Columbia, South Carolina
K-5 580 students
This school is tuned in to technology. Fifth-graders write, film, and produce a live daily news show that's broadcast in every classroom. "The show has a weather person, interviews with guests, and reports from the cafeteria on the day's lunch choices," says media specialist Lizzie Padget. "After a couple of weeks of training, the kids handle the cameras and sound equipment on their own." Every classroom has a SMART Board and uses the SMART Response interactive system, with wireless remotes for all the students. "The students use them to answer questions on the SMART Board, and it gives me an instant tally of how students responded," says teacher Marian Scullion. "This technology has helped teachers evaluate whether we're moving too quickly or too slowly in our lessons." Students also use simulation software, make PowerPoint presentations, and contribute to blogs a couple of times a week to chronicle what they've learned in class.

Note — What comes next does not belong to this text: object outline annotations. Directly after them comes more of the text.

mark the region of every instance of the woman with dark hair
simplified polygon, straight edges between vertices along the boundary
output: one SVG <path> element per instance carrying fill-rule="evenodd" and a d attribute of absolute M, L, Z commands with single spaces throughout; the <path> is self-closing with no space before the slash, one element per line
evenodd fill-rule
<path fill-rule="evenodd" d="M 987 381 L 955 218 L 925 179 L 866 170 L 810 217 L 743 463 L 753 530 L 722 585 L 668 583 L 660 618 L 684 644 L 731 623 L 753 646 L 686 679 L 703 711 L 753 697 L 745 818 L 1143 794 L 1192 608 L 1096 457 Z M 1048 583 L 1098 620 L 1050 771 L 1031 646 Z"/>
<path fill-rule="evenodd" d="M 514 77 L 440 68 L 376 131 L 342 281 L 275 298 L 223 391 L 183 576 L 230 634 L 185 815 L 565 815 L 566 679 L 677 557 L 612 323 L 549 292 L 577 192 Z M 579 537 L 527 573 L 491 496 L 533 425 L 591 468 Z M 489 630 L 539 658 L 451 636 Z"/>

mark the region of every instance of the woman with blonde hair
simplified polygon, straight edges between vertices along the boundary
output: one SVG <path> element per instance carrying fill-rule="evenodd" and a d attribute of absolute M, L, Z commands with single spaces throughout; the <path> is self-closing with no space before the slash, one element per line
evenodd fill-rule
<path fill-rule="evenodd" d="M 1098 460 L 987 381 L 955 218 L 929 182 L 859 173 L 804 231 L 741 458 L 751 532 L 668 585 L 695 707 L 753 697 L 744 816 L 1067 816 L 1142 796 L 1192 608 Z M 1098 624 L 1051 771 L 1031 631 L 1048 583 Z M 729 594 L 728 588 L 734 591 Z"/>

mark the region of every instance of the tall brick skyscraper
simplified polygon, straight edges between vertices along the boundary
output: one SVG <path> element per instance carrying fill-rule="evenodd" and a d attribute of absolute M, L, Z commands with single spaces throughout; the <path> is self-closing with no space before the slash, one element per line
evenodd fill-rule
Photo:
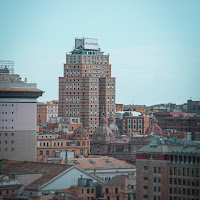
<path fill-rule="evenodd" d="M 97 39 L 75 39 L 75 49 L 66 54 L 64 77 L 59 77 L 59 116 L 80 117 L 93 133 L 102 112 L 115 117 L 115 78 L 111 77 L 109 55 Z"/>

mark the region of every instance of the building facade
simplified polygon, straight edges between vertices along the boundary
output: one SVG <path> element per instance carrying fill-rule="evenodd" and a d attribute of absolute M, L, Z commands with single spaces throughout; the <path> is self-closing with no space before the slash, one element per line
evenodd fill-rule
<path fill-rule="evenodd" d="M 58 117 L 58 101 L 48 101 L 37 104 L 37 125 L 42 126 L 50 121 L 51 117 Z"/>
<path fill-rule="evenodd" d="M 176 129 L 180 132 L 200 132 L 200 117 L 174 112 L 156 112 L 155 116 L 162 130 Z"/>
<path fill-rule="evenodd" d="M 0 158 L 36 160 L 37 98 L 44 92 L 14 74 L 7 62 L 0 68 Z"/>
<path fill-rule="evenodd" d="M 159 138 L 137 150 L 137 199 L 199 199 L 199 145 L 174 139 L 160 143 Z"/>
<path fill-rule="evenodd" d="M 99 113 L 115 116 L 115 78 L 111 77 L 109 54 L 97 39 L 75 39 L 75 49 L 66 54 L 64 77 L 59 77 L 59 116 L 80 117 L 91 134 L 99 126 Z"/>
<path fill-rule="evenodd" d="M 37 136 L 37 161 L 64 163 L 66 152 L 71 157 L 90 154 L 90 136 L 82 127 L 77 128 L 68 139 L 56 134 Z"/>

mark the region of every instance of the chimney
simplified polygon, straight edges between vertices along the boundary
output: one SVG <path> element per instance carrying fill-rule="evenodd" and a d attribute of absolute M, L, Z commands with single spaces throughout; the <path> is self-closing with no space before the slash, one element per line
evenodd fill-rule
<path fill-rule="evenodd" d="M 65 165 L 68 165 L 68 160 L 67 160 L 67 150 L 66 150 L 66 156 L 65 156 Z"/>

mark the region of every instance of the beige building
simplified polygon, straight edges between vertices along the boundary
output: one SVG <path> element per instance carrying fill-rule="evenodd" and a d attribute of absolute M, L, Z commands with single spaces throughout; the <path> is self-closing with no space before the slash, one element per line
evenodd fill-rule
<path fill-rule="evenodd" d="M 115 116 L 115 78 L 111 77 L 109 54 L 97 39 L 75 39 L 75 49 L 66 54 L 64 77 L 59 77 L 60 117 L 80 117 L 91 134 L 99 126 L 99 114 Z"/>
<path fill-rule="evenodd" d="M 12 63 L 0 66 L 0 158 L 36 160 L 37 98 L 43 91 L 14 74 Z"/>
<path fill-rule="evenodd" d="M 37 125 L 42 126 L 50 122 L 51 117 L 58 117 L 58 101 L 38 102 Z"/>
<path fill-rule="evenodd" d="M 83 128 L 77 128 L 68 139 L 56 134 L 37 136 L 38 162 L 65 163 L 66 153 L 70 157 L 90 154 L 90 136 Z"/>

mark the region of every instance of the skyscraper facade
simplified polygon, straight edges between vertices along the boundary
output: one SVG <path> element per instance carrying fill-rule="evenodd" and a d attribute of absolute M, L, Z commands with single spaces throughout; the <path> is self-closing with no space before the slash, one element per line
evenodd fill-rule
<path fill-rule="evenodd" d="M 60 117 L 80 117 L 83 127 L 93 133 L 100 114 L 115 117 L 115 78 L 111 77 L 109 54 L 97 39 L 75 39 L 75 48 L 66 54 L 64 77 L 59 77 Z"/>

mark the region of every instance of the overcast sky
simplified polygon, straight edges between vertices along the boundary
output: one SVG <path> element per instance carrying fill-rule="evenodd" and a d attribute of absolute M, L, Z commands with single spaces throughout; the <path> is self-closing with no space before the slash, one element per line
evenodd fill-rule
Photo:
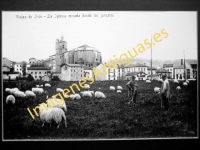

Copy its success Forest Lake created a nonprofit educational foundation to help fund its technology purchases. "Through donations from area businesses for a silent auction and ticket sales from the school performance, we were able to raise about $8,000," says principal Kappy Steck. "Parents were instrumental in reaching out to local businesses for us." Forest Lake also received technology grants from several foundations. Go to eschoolnews.com for a list of available grants. In addition, your child's school can apply to be a Microsoft Pathfinder Innovative School (pil-network.com); teacher training, equipment, and software are provided.


West Palm Beach, Florida
K-5 865 students
Planting seeds, having reading class in the Tiki Hut near the butterfly garden, and monitoring energy use are just part of a typical day at Pine Jog, which recently won a Green Ribbon award from the U.S. Department of Education. "It wasn't enough for us to have an environmentally friendly school building," says principal Fred Barch. "We weave environmental education throughout the entire curriculum." For instance, all students help care for the school's pesticide-free 4,000-plant hydroponic garden, and they get plenty of math, science, and marketing experience in the process. "The kids sold $4,000 worth of produce last year to parents and staff at school," says Barch. "They researched what local grocery stores were charging to help them set the prices, and at the end of the season they calculated which crops were the most profitable." Pine Jog also has an outdoor science lab for experiments and GPS mapping. What's more, the design of the school itself is a teaching tool. There are numerous touch-screen devices in hallways that display real-time info about the school's energy consumption so students can monitor the building's energy use and savings. Says Barch: "The children love checking on how much water we've used in a month and how much we've saved."

Copy its success All Pine Jog's teachers received training from Project Wild (projectwild.org), a free program of the Council for Environmental Education. The group offers workshops for teachers in every state as well as curriculum and activity guides.